In Tunneling between Multiple Histories as a Solution to the Information Loss Paradox [18], Chen, Sasaki, Yeom and Yoon discuss the information loss paradox associated with black hole Hawking evaporation. They revisit the evolution of the black hole entanglement entropy via the Euclidean path integral (EPI) of the quantum state and allow for the branching of semi-classical histories along the Lorentzian evolution. They posit that there exist at least two histories that contribute to EPI, where one is an information-losing history, while the other is an information-preserving one. At early times, the former dominates EPI; at the late times, the latter becomes dominant. By doing so, they recovered the essence of the Page curve and, thus, the unitarity, albeit with the turning point, i.e., the Page time, shifted toward the late time.

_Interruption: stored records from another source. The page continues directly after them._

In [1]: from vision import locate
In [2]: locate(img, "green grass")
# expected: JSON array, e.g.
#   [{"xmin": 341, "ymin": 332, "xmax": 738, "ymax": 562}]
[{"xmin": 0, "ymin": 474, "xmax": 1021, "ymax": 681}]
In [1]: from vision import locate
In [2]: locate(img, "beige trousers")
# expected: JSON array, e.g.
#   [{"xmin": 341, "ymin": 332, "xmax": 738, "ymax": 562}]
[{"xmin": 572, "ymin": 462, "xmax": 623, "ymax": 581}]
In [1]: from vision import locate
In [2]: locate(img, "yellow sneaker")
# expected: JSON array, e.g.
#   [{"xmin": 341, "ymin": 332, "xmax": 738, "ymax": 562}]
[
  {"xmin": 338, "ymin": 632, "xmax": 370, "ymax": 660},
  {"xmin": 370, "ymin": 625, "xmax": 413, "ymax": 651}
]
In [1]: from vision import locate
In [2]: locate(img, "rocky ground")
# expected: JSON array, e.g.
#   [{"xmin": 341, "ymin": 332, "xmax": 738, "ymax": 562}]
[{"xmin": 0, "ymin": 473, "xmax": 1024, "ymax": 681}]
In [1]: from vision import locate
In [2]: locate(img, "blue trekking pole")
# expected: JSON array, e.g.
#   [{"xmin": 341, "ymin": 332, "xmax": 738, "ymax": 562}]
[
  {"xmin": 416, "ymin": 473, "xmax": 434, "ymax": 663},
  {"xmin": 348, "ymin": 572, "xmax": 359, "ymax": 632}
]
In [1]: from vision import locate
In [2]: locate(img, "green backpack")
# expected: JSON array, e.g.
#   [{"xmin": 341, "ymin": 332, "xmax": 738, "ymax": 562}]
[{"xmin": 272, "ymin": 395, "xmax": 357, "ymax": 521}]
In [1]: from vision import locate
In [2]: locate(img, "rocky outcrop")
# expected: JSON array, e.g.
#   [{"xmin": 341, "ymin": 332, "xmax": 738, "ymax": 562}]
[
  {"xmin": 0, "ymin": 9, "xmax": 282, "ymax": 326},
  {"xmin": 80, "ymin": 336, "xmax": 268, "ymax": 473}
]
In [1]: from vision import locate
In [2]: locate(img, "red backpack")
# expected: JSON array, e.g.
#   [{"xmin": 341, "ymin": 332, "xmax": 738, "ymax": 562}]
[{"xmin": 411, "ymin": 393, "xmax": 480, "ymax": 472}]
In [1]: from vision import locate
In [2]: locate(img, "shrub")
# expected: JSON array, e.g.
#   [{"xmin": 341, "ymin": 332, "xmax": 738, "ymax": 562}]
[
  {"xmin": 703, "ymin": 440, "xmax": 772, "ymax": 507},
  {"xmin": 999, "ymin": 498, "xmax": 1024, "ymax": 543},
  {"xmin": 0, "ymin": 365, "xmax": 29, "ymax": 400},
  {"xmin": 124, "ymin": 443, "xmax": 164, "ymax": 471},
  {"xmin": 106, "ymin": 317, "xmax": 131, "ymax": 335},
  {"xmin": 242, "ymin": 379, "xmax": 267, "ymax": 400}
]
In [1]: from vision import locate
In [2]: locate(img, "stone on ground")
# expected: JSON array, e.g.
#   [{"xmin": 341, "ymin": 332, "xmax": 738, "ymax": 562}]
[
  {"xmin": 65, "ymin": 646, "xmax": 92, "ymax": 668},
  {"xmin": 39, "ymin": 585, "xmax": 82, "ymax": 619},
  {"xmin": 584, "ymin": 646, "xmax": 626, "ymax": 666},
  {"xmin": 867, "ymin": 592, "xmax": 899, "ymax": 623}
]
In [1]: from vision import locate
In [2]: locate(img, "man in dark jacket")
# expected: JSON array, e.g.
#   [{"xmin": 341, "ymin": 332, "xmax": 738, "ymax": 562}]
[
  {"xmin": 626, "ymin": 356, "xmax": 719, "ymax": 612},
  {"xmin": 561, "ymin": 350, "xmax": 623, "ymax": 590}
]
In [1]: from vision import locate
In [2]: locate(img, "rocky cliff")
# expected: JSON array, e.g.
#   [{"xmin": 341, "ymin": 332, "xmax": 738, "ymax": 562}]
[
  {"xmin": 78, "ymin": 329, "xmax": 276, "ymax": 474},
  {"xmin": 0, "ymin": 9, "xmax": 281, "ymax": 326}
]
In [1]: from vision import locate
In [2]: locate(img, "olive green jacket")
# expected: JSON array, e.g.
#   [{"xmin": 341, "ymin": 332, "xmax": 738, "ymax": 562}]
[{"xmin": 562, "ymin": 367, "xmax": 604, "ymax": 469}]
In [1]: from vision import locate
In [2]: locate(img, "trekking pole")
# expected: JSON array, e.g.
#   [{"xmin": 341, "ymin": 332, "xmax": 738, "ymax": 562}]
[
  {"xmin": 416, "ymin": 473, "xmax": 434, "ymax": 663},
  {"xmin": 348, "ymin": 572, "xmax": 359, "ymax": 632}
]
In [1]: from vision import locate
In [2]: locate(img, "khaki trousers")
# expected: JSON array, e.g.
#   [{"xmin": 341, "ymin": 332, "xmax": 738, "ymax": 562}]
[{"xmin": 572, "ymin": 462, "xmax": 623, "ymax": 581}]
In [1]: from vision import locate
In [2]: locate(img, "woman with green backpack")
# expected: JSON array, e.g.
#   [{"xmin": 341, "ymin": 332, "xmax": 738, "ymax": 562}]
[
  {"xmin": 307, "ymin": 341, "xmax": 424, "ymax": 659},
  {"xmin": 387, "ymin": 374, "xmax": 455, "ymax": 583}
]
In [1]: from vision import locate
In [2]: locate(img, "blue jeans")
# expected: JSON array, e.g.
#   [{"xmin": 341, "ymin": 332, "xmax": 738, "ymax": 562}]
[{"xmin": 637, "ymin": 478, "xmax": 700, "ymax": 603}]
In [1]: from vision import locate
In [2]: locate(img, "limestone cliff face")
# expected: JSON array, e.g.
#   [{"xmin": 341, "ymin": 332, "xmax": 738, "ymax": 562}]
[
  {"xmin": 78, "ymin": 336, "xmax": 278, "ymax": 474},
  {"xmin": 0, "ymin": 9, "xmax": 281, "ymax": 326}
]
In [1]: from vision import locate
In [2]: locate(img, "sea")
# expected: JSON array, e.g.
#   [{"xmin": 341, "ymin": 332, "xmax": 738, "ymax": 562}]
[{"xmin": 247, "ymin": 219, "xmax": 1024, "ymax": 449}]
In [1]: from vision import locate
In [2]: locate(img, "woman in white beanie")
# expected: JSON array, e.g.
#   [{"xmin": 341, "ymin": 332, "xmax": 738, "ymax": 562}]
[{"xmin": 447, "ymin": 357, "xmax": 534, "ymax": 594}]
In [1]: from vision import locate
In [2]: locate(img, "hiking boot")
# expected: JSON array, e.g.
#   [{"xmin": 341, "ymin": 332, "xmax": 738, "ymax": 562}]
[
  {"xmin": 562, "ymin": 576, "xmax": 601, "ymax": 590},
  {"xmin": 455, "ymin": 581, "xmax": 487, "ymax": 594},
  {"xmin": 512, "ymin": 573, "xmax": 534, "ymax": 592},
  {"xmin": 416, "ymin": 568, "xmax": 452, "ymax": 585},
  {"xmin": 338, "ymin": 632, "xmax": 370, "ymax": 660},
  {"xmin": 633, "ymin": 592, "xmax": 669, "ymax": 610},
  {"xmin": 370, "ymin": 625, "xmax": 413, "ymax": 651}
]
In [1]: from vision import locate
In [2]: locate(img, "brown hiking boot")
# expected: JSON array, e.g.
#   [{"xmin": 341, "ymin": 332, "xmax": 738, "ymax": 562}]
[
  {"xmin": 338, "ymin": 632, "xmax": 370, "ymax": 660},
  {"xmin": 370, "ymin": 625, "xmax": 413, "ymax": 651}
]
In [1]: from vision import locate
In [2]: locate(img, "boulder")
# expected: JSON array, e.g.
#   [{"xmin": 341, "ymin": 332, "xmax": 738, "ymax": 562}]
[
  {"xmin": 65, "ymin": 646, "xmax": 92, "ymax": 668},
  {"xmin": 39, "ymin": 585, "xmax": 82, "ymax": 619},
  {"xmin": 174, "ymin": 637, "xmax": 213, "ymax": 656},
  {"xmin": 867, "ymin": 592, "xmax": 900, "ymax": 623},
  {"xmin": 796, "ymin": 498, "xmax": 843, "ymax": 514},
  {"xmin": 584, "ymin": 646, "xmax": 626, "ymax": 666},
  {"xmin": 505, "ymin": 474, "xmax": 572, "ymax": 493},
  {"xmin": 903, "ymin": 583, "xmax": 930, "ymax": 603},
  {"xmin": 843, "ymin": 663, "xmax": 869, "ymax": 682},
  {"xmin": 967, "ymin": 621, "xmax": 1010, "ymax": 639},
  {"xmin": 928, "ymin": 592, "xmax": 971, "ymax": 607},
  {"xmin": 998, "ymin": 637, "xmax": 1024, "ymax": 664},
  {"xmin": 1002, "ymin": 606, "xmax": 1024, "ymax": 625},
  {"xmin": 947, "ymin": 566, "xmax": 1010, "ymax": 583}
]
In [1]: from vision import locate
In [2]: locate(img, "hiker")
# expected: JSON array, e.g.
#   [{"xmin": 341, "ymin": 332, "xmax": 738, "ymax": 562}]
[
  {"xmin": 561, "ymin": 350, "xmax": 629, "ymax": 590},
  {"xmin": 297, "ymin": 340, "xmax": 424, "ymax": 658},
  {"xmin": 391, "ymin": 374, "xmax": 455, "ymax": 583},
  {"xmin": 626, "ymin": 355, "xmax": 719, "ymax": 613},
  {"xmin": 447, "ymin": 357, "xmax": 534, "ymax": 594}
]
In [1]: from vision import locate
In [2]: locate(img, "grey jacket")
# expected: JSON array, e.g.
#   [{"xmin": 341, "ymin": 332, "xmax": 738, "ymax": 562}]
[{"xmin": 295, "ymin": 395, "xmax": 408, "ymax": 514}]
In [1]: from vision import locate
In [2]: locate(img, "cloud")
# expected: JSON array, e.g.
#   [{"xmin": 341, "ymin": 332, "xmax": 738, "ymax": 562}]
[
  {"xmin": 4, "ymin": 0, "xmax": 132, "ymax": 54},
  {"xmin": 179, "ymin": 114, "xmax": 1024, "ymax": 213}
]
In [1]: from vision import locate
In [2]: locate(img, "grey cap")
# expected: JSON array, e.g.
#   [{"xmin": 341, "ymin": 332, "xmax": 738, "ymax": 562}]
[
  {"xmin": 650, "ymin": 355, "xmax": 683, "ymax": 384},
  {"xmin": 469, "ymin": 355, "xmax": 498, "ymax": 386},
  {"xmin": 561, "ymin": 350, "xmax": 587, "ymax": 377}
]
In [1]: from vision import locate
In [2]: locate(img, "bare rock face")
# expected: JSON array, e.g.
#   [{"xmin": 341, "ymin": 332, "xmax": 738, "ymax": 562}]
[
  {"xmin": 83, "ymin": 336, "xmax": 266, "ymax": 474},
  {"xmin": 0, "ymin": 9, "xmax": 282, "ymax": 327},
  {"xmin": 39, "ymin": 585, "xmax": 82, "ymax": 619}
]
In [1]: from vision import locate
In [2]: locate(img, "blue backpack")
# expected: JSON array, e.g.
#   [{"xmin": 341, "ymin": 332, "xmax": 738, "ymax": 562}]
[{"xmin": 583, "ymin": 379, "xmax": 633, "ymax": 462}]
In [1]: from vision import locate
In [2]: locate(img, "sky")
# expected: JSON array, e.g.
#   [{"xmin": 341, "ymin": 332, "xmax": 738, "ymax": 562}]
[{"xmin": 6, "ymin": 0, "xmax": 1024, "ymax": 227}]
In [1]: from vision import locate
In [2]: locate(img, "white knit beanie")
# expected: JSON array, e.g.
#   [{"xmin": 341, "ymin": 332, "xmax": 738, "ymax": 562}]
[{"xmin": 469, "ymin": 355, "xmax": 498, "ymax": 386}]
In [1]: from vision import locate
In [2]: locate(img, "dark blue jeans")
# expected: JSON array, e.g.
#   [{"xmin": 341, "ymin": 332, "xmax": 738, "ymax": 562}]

In Discreteness Unravels the Black Hole Information Puzzle: Insights from a Quantum Gravity Toy Model [19], Perez and Viollet argue that the black hole information puzzle can be resolved if two conditions are met. The first is that the information about what falls inside a black hole remains encoded in degrees of freedom that persist after the black hole completely evaporates. These degrees of freedom should be capable of purifying the information. The second is if these purifying degrees of freedom do not significantly contribute to the system’s energy, as the macroscopic mass of the initial black hole has been radiated away as Hawking radiation to infinity. They argue that the presence of microscopic degrees of freedom at the Planck scale provides a natural mechanism for achieving these two conditions without running into the problem of the large pair-creation probabilities of standard remnant scenarios. They demonstrate both key aspects of this mechanism using a solvable toy model of a quantum black hole inspired by loop quantum gravity.